This week, a Chilean startup called Highly Innovative Fuels officially opened its first synthetic gasoline production facility. HIF was created to run the new plant, which is the result of a collaboration between the automaker Porsche, Siemens Energy, Exxon Mobil, Enel Green Power, the Chilean state energy company ENAP, and Empresas Gasco. Initially, the site will produce around 34,000 gallons (130,000 L) a year, scaling up to 14.5 million gallons (55 million L) a year by 2024, with plans to increase that tenfold to 145 million gallons (550 million L) a year by 2026. The first gasoline produced by the plant was used to ceremonially fill a Porsche 911, a task performed by Chile’s energy minister, Diego Pardow.
“Yesterday, we celebrated together with all the employees from HIF and our partners, this historic moment,” said Barbara Frenkel, Porsche’s board member for procurement. “It was a very special evening, because we are encountering something which is, of course, very important to us for our sustainability strategy, but also as we see big potential in e-fuels for the decarbonization of the Earth’s climate.

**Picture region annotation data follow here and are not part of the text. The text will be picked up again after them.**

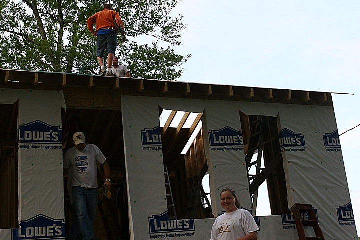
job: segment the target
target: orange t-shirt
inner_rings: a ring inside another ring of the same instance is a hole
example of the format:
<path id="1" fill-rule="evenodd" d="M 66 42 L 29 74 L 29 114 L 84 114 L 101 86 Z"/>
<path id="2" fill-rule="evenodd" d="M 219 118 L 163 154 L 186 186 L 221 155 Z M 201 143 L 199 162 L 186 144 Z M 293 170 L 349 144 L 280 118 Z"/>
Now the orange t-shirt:
<path id="1" fill-rule="evenodd" d="M 118 14 L 112 10 L 104 9 L 101 12 L 96 12 L 88 19 L 86 23 L 88 28 L 91 32 L 94 32 L 94 24 L 96 24 L 96 30 L 100 29 L 108 29 L 109 27 L 114 28 L 114 20 L 117 18 L 122 28 L 124 28 L 124 24 Z"/>

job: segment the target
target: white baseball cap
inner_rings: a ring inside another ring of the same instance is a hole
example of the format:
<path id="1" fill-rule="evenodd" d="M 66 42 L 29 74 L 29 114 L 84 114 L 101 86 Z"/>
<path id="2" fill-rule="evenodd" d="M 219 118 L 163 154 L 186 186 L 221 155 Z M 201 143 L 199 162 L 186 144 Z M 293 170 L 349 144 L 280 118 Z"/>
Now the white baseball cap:
<path id="1" fill-rule="evenodd" d="M 79 144 L 86 143 L 85 134 L 81 132 L 76 132 L 74 134 L 74 140 L 75 142 L 75 145 L 78 145 Z"/>

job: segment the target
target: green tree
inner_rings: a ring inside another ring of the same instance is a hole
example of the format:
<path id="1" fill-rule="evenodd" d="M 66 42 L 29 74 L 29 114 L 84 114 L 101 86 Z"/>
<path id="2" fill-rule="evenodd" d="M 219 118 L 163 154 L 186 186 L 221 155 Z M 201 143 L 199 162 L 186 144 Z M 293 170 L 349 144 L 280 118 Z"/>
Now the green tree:
<path id="1" fill-rule="evenodd" d="M 118 0 L 130 40 L 118 42 L 116 55 L 134 78 L 174 80 L 190 57 L 177 54 L 186 26 L 171 12 L 182 0 Z M 98 74 L 96 38 L 87 18 L 102 10 L 95 0 L 0 0 L 0 63 L 3 68 Z M 136 38 L 146 36 L 149 44 Z M 106 56 L 105 56 L 106 57 Z"/>

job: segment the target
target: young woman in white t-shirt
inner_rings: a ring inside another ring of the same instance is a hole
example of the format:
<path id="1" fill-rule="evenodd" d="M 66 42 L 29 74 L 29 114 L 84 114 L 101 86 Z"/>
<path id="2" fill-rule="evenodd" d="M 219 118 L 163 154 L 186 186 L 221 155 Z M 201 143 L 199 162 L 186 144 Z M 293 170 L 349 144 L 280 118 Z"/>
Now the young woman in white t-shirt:
<path id="1" fill-rule="evenodd" d="M 250 212 L 240 209 L 235 191 L 225 188 L 220 196 L 226 212 L 215 220 L 211 240 L 257 240 L 258 227 Z"/>

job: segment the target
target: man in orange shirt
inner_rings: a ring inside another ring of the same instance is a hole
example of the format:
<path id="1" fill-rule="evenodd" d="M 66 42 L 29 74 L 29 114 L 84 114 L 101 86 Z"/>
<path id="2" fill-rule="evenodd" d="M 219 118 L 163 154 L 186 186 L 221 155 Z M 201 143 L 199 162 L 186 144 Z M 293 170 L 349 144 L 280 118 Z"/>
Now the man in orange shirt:
<path id="1" fill-rule="evenodd" d="M 114 21 L 124 29 L 124 24 L 118 14 L 111 10 L 110 4 L 104 4 L 104 10 L 97 12 L 88 18 L 87 21 L 88 28 L 92 35 L 98 36 L 96 40 L 96 56 L 98 62 L 100 64 L 100 75 L 103 76 L 116 76 L 112 73 L 112 66 L 115 54 L 118 39 L 115 30 Z M 94 25 L 96 25 L 96 30 Z M 105 70 L 104 54 L 105 50 L 108 52 L 108 70 Z"/>

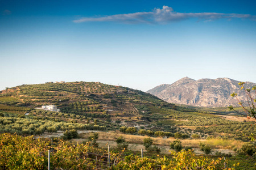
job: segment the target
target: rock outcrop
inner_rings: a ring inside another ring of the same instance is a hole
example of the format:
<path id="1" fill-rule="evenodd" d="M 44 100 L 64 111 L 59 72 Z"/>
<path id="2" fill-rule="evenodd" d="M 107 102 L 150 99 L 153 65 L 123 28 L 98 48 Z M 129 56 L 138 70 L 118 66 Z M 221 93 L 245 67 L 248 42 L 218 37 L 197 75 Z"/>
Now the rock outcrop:
<path id="1" fill-rule="evenodd" d="M 238 106 L 237 100 L 230 94 L 236 92 L 241 101 L 246 101 L 245 92 L 240 90 L 239 82 L 227 78 L 195 80 L 185 77 L 172 84 L 156 86 L 147 92 L 167 102 L 176 104 L 206 107 Z M 245 87 L 251 88 L 255 85 L 247 82 Z"/>

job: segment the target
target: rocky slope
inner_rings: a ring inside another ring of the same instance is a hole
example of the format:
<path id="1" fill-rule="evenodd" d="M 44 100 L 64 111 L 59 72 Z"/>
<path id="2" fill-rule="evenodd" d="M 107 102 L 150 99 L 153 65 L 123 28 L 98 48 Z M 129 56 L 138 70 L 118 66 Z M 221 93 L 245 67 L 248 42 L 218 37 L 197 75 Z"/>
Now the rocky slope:
<path id="1" fill-rule="evenodd" d="M 168 103 L 207 107 L 238 105 L 237 100 L 230 94 L 237 93 L 241 101 L 245 101 L 245 92 L 240 90 L 239 82 L 227 78 L 195 80 L 185 77 L 172 84 L 156 86 L 147 92 Z M 245 87 L 251 88 L 255 85 L 246 82 Z"/>

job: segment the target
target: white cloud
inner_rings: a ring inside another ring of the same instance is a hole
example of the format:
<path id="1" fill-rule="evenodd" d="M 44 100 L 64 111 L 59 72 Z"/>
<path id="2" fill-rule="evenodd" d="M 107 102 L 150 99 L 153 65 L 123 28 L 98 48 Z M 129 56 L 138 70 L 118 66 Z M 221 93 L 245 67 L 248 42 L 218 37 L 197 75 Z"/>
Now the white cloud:
<path id="1" fill-rule="evenodd" d="M 117 14 L 93 18 L 81 18 L 74 20 L 75 23 L 87 22 L 116 22 L 127 23 L 164 24 L 196 18 L 201 20 L 211 21 L 226 18 L 245 18 L 256 20 L 256 16 L 249 14 L 224 14 L 216 12 L 180 13 L 174 11 L 172 7 L 163 6 L 163 8 L 155 8 L 151 12 Z"/>

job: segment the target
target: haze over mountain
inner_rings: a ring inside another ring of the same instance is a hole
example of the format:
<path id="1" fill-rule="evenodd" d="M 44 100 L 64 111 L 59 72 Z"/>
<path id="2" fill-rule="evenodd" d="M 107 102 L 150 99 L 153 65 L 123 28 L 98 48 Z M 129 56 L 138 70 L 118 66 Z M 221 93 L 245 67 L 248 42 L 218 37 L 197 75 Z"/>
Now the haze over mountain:
<path id="1" fill-rule="evenodd" d="M 172 103 L 206 107 L 238 106 L 237 100 L 230 94 L 237 93 L 241 101 L 245 101 L 245 92 L 240 90 L 239 82 L 227 78 L 195 80 L 185 77 L 171 84 L 156 86 L 147 92 Z M 245 86 L 251 88 L 255 85 L 247 82 Z"/>

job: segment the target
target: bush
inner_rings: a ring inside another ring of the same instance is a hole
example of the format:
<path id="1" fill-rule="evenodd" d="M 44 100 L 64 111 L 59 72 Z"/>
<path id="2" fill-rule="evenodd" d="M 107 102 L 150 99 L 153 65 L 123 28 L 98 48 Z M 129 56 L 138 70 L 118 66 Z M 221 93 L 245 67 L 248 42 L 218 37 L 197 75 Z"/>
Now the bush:
<path id="1" fill-rule="evenodd" d="M 94 147 L 98 147 L 98 144 L 96 143 L 97 139 L 98 138 L 98 134 L 97 133 L 93 133 L 91 134 L 88 137 L 89 142 L 91 142 L 90 145 L 93 146 Z"/>
<path id="2" fill-rule="evenodd" d="M 143 145 L 145 146 L 146 149 L 150 147 L 153 143 L 153 139 L 150 137 L 144 138 L 143 139 Z"/>
<path id="3" fill-rule="evenodd" d="M 246 143 L 242 146 L 242 151 L 249 156 L 253 156 L 256 152 L 255 146 L 251 143 Z"/>
<path id="4" fill-rule="evenodd" d="M 195 139 L 198 139 L 200 138 L 200 136 L 198 134 L 193 134 L 192 135 L 191 137 Z"/>
<path id="5" fill-rule="evenodd" d="M 179 152 L 182 149 L 181 142 L 180 140 L 176 140 L 170 143 L 171 149 L 174 150 L 176 152 Z"/>
<path id="6" fill-rule="evenodd" d="M 200 147 L 201 150 L 204 151 L 205 154 L 209 154 L 211 152 L 212 149 L 208 144 L 206 145 L 205 144 L 200 142 L 199 146 Z"/>
<path id="7" fill-rule="evenodd" d="M 123 137 L 119 137 L 115 140 L 115 142 L 117 143 L 117 148 L 118 150 L 122 150 L 124 148 L 127 149 L 128 148 L 129 144 L 125 142 L 125 139 Z"/>
<path id="8" fill-rule="evenodd" d="M 158 154 L 161 152 L 161 149 L 156 146 L 150 146 L 147 148 L 147 151 L 155 152 Z"/>
<path id="9" fill-rule="evenodd" d="M 186 151 L 188 151 L 189 150 L 190 150 L 191 151 L 193 150 L 193 148 L 191 146 L 186 146 L 184 149 Z"/>
<path id="10" fill-rule="evenodd" d="M 174 134 L 174 137 L 176 139 L 180 139 L 181 138 L 182 136 L 182 133 L 179 133 L 179 132 L 176 132 Z"/>
<path id="11" fill-rule="evenodd" d="M 115 140 L 115 142 L 117 143 L 122 143 L 125 142 L 125 139 L 123 138 L 123 137 L 119 137 L 117 139 L 117 140 Z"/>
<path id="12" fill-rule="evenodd" d="M 75 129 L 72 129 L 70 130 L 67 130 L 64 133 L 63 133 L 64 137 L 63 138 L 64 139 L 68 139 L 70 140 L 73 138 L 77 138 L 78 133 L 77 131 Z"/>

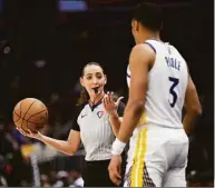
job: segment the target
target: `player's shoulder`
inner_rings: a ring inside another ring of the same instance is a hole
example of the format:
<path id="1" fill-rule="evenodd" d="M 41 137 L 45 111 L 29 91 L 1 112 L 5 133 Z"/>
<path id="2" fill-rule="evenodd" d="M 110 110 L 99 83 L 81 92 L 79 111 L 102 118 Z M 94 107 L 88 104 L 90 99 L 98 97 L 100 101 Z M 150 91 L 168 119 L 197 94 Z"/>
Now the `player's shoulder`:
<path id="1" fill-rule="evenodd" d="M 155 49 L 150 47 L 147 43 L 138 43 L 135 47 L 133 47 L 131 53 L 134 56 L 148 56 L 148 57 L 155 57 Z"/>

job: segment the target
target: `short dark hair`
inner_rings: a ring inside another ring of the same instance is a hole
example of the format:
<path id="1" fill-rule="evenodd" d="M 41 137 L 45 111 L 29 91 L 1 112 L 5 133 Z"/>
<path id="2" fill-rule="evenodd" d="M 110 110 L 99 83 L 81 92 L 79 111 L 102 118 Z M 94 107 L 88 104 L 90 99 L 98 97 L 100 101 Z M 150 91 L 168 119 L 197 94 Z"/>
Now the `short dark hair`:
<path id="1" fill-rule="evenodd" d="M 152 31 L 159 31 L 163 26 L 163 11 L 157 4 L 145 2 L 134 9 L 133 20 L 139 21 Z"/>

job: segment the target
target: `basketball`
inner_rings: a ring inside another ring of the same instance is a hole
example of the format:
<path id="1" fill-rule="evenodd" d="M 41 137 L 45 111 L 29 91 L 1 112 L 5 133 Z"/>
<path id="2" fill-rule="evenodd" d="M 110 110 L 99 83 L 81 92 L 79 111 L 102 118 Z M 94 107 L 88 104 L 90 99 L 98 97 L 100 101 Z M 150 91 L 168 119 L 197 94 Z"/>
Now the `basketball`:
<path id="1" fill-rule="evenodd" d="M 30 129 L 36 133 L 48 122 L 47 107 L 38 99 L 26 98 L 16 105 L 13 122 L 26 132 Z"/>

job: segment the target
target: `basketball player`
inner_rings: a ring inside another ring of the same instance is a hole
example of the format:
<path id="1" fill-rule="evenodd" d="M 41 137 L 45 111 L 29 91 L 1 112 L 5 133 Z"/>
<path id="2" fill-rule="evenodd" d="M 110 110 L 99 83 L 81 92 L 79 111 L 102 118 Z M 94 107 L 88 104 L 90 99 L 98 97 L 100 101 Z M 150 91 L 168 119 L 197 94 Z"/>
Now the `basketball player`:
<path id="1" fill-rule="evenodd" d="M 108 167 L 116 185 L 121 181 L 120 154 L 131 136 L 125 187 L 186 186 L 187 135 L 202 108 L 184 58 L 159 38 L 162 26 L 157 6 L 144 3 L 135 10 L 136 46 L 127 69 L 129 99 Z"/>

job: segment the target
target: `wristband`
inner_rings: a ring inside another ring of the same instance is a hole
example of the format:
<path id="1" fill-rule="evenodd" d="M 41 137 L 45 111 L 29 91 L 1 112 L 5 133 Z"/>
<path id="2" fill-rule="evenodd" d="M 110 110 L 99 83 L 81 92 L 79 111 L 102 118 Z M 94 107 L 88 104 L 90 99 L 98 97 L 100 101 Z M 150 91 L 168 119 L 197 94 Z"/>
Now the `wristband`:
<path id="1" fill-rule="evenodd" d="M 116 140 L 113 144 L 111 155 L 120 156 L 125 147 L 126 147 L 126 144 L 120 141 L 118 138 L 116 138 Z"/>

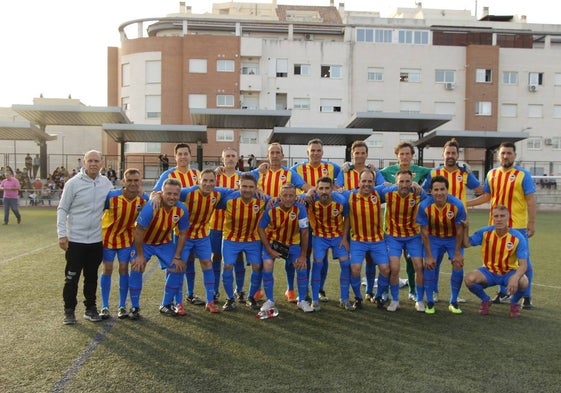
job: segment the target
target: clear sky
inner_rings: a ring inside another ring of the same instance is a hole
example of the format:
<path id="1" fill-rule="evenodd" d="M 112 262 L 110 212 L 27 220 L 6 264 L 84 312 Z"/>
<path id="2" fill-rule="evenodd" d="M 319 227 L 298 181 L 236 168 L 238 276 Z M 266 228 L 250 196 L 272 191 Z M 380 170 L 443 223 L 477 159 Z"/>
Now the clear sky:
<path id="1" fill-rule="evenodd" d="M 227 1 L 215 1 L 222 3 Z M 251 1 L 250 1 L 251 2 Z M 267 0 L 253 2 L 269 3 Z M 378 11 L 382 17 L 414 0 L 335 0 L 347 10 Z M 194 13 L 213 1 L 186 0 Z M 277 0 L 278 4 L 329 5 L 329 0 Z M 526 15 L 529 23 L 561 24 L 546 0 L 423 0 L 423 8 L 466 9 L 481 15 Z M 0 107 L 48 98 L 107 103 L 107 47 L 119 46 L 118 27 L 138 18 L 179 12 L 179 0 L 0 0 Z"/>

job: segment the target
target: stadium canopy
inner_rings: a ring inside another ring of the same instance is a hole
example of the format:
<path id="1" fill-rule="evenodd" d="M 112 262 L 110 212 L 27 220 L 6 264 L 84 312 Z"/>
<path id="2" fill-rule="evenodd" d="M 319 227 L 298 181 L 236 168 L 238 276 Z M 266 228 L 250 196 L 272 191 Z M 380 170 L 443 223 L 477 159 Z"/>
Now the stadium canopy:
<path id="1" fill-rule="evenodd" d="M 269 143 L 307 145 L 311 139 L 319 138 L 326 146 L 345 146 L 345 161 L 350 161 L 353 142 L 365 140 L 371 135 L 372 130 L 369 128 L 275 127 L 269 137 Z"/>
<path id="2" fill-rule="evenodd" d="M 85 105 L 12 105 L 12 110 L 46 134 L 47 126 L 101 126 L 103 123 L 130 123 L 120 107 Z M 39 140 L 40 173 L 47 173 L 47 140 Z"/>
<path id="3" fill-rule="evenodd" d="M 427 133 L 414 144 L 419 150 L 430 146 L 444 146 L 452 138 L 456 138 L 461 147 L 485 149 L 485 173 L 493 167 L 493 153 L 503 142 L 518 142 L 527 139 L 526 132 L 510 131 L 445 131 L 434 130 Z"/>

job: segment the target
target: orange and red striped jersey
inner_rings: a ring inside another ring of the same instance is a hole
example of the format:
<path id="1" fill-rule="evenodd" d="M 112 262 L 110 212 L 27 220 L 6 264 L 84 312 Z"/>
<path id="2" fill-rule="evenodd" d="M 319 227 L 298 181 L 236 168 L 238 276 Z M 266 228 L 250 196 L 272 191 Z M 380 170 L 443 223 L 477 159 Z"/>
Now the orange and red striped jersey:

So, the synthetic fuel we are producing here, stemming from wind energy, water and CO2 is really a compelling idea,” she said.
The site, located in Punta Arenas in Southern Chile, will use wind to power the process—the area sees high winds roughly 270 days a year, and a wind turbine can expect to produce up to four times as much energy as one in Europe, according to Frenkel.
As you might expect, the project has been in the works for some time now. “In 2017, two engineers from Porsche on the one side and from AME—this was the predecessor company of HIF—came into contact with the idea [of] establishing an e-fuel pilot plant here down in [the] southern part of Chile, in Magellanes, where there is a high wind load,” explained Michael Steiner, Porsche’s board member for research and development.
“And from this, we started to find partners who would like to join this compelling idea, and we started with Exxon Mobil, who had a process developed—methanol to gas—and also with Siemens who is famous for electrolyzers. So getting electric energy into hydrogen and with these two partners, we started to plan the pilot plant we will open today,” he said.
As Steiner explained, the e-fuel plant will use wind power to electrolyze water into hydrogen and oxygen. The hydrogen is then combined with carbon captured from the air or industrial sources to synthesize methanol, which in turn can then be converted into longer hydrocarbons to be used as fuel. The synthetic e-fuel is a direct drop-in for pump gasoline, and initially Porsche will take all the site’s production and use it to run its one-make Porsche Supercup race series as well as using it to fuel vehicles at its Porsche Experience Centers around the world. (These are locations where one can go and test different Porsches.)
HIF has long-term plans to build out 12 synthetic fuel plants worldwide, including locations in the US and Australia, with a goal of each site capturing 2 million metric tons of CO2 per year. “Without any doubt, there are a lot of regions all around the world where you have potential of really high-efficient windmills or photovoltaic or even hydropower to get green energy,” Steiner said.
“What might be a little bit more difficult is, could you get green CO2 in the same amount? So starting, you could always gain green CO2 from biomass or other processes, point sources, but long term, we have also to find better ways to directly capture CO2 from ambient air. So this is still a technology that needs some more research and development,” Steiner said.
The synthetic e-fuel won’t be exactly cheap—Steiner thinks at current prices, it works out to around $8 per gallon ($2/L), although that obviously doesn’t include any taxes or duties, which make up most of the price of fuel in most regions around the world. But it’s an important project, given that more than 1.3 billion combustion engine vehicles are operating on roads globally today, and with the best will in the world, those aren’t all going to be replaced by electric vehicles any time soon.
We may even see some of the fuel end up in Formula 1. That sport has a goal of being carbon net-zero by 2030 and, in 2026, is switching to carbon-neutral fuel. Although Porsche’s plans to enter F1 in 2026 as an engine manufacturer look to be in doubt, its corporate sibling Audi will do so that year, and it’s possible that team may source its sustainable fuel from HIF.